Regardless of the level at which a system exists, its advancement typically follows a change-test-release cycle where problems found in either the test stage or the release stage feedback into the change stage to start a new cycle. The more rapidly this cycle can be executed, the faster and more fluidly the system will mature.
One of the biggest barriers to the cycle speed is inconsistencies in the components on which the system rests. For example, a developer's (or TD's, or administrator's) computer has a different history than that of a given test computer or that of a given production computer. Suppose a problem is encountered with the system when it is run on a test computer or on a production computer. Is this problem the result of a flaw in the system, or is it due to an issue with the computer perhaps because of old software or leftover configuration data? A lot of time can be consumed just figuring out where the problem lies.
Virtual machines (VMs) can help by providing a clean reference environment for testing and in many cases for production use. But in the testing stage, VMs can be slow to work with in some cases. Each test may require a fresh VM state, which might require a restart of the VM. Or it might involve a more complicated and time-consuming refresh process, such as a lengthy download or a set of complex configuration steps. These conditions can lead very long cycle times.
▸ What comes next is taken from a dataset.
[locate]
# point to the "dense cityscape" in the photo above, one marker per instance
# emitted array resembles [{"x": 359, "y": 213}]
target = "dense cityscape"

Containers have some unique properties that can help address these issues. Using Docker as an example, Docker's build process is highly efficient in that it builds out container images in layers. Each command (ADD, COPY, RUN) in a Dockerfile generates a new layer in the resulting image. The benefit is that when the Dockerfile is modified, only those layers from the point of modification are rebuilt. This makes the iteration process very fast since modifications to a Dockerfile are usually being made at the end of the file. Furthermore, an image can reference another image (the FROM command), allowing it to pick-up where the prior image left off to further extend it or specialize it.
And containers keep things fresh by design. While an existing container can be restarted with the "docker start" command, in a testing scenario it's more likely that a fresh container would be started for each test attempt with the "docker run" command. Once a person gets the hang of using containers, it's not terribly difficult to run multiple linked containers to emulate a more complex production environment.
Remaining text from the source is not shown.